Venue Anuganti's typical big data architecture: http://t.co/xMJTOxRh
Typical “Big” Data Architecture http://t.co/NQ1XJPuW via @zite
[...] Muzammil: Thanks for such a useful artic… [...]
RT @xguru: Typical “Big” Data Architecture http://t.co/yXgad9qI 너무 간략화 된것 같기는 한데.. 그림한장과 함께 짧은글로 정리되어서 좋네요
RT @xguru: Typical “Big” Data Architecture http://t.co/X8vZqfUX 너무 간략화 된것 같기는 한데.. 그림한장과 함께 짧은글로 정리되어서 좋네요
[...] Familiar with various tools and components in the data architecture [...]
RT @vanuganti: Typical “Big” Data Architecture http://t.co/U7lXNSms
RT @xguru: Typical “Big” Data Architecture http://t.co/yXgad9qI 너무 간략화 된것 같기는 한데.. 그림한장과 함께 짧은글로 정리되어서 좋네요
[...] data architecture, that covers most components involved in the data pipeline.See on venublog.com 이것이 좋아요:좋아하기Be the first to like [...]
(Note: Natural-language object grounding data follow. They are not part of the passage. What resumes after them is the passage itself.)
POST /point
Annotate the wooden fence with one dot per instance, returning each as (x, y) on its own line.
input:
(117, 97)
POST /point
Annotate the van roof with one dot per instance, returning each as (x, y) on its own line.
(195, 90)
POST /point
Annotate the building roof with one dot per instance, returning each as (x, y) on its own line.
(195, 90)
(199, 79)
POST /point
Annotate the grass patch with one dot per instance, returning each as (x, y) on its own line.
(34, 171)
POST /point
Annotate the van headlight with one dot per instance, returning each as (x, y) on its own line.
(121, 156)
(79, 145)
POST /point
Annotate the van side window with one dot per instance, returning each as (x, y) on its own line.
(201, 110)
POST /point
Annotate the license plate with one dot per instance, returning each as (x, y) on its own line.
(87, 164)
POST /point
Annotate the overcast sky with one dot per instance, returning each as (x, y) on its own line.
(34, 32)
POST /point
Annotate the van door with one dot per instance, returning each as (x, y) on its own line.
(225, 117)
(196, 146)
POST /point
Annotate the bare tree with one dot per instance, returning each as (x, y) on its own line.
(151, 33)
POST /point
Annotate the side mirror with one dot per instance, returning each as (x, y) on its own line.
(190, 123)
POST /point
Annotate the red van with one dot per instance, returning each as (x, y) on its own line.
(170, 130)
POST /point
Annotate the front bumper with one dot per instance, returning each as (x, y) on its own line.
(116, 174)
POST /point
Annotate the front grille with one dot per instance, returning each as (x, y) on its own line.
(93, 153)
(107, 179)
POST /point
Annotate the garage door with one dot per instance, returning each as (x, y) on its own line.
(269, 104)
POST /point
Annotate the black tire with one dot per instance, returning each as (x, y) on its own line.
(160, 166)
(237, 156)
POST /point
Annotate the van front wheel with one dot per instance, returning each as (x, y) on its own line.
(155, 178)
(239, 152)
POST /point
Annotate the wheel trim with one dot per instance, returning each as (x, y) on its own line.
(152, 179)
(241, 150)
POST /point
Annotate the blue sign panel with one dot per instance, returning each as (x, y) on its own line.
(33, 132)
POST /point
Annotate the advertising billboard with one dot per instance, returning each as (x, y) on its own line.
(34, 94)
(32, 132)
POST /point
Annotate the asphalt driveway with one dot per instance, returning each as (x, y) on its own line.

RT @xguru: Typical “Big” Data Architecture http://t.co/r4YgH8Zq 너무 간략화 된것 같기는 한데.. 그림한장과 함께 짧은글로 정리되어서 좋네요
Typical "Big" Data Architecture http://t.co/yXgad9qI 너무 간략화 된것 같기는 한데.. 그림한장과 함께 짧은글로 정리되어서 좋네요
Typical "Big" Data Architecture http://t.co/yXgad9qI 너무 간략화 된것 같기는 한데.. 그림한장과 함께 짧은글로 정리되어서 좋네요
Typical "Big" Data Architecture http://t.co/yXgad9qI 너무 간략화 된것 같기는 한데.. 그림한장과 함께 짧은글로 정리되어서 좋네요
Typical "Big" Data Architecture http://t.co/yXgad9qI 너무 간략화 된것 같기는 한데.. 그림한장과 함께 짧은글로 정리되어서 좋네요
RT @xguru: Typical "Big" Data Architecture http://t.co/X8vZqfUX 너무 간략화 된것 같기는 한데.. 그림한장과 함께 짧은글로 정리되어서 좋네요
Typical "Big" Data Architecture http://t.co/yXgad9qI 너무 간략화 된것 같기는 한데.. 그림한장과 함께 짧은글로 정리되어서 좋네요
Typical "Big" Data Architecture http://t.co/yXgad9qI 너무 간략화 된것 같기는 한데.. 그림한장과 함께 짧은글로 정리되어서 좋네요
Typical "Big" Data Architecture http://t.co/yXgad9qI 너무 간략화 된것 같기는 한데.. 그림한장과 함께 짧은글로 정리되어서 좋네요
Typical "Big" Data Architecture http://t.co/yXgad9qI 너무 간략화 된것 같기는 한데.. 그림한장과 함께 짧은글로 정리되어서 좋네요
RT @xguru: Typical "Big" Data Architecture http://t.co/r4YgH8Zq 너무 간략화 된것 같기는 한데.. 그림한장과 함께 짧은글로 정리되어서 좋네요
Typical "Big" Data Architecture http://t.co/yXgad9qI 너무 간략화 된것 같기는 한데.. 그림한장과 함께 짧은글로 정리되어서 좋네요
readkev: http://t.co/4Xh2pPbK Typical “Big” data architecture, that … http://t.co/5ArGg64K
Typical "Big" Data Architecture http://t.co/yXgad9qI 너무 간략화 된것 같기는 한데.. 그림한장과 함께 짧은글로 정리되어서 좋네요
Venu Anuganti Blog » Typical “Big” Data Architecture http://t.co/LyuwIkD5
RT @vanuganti: Typical “Big” Data Architecture http://t.co/MXcXjSoo
RT @vanuganti: Typical Big Data Architecture http://t.co/MXcXjSoo
Typical “Big” Data Architecture http://t.co/JNTRrZj7
[...] The “typical” Big Data Architecture model above comes from one of my favorite sources of inspiration the Venu Anuganti Blog. [...]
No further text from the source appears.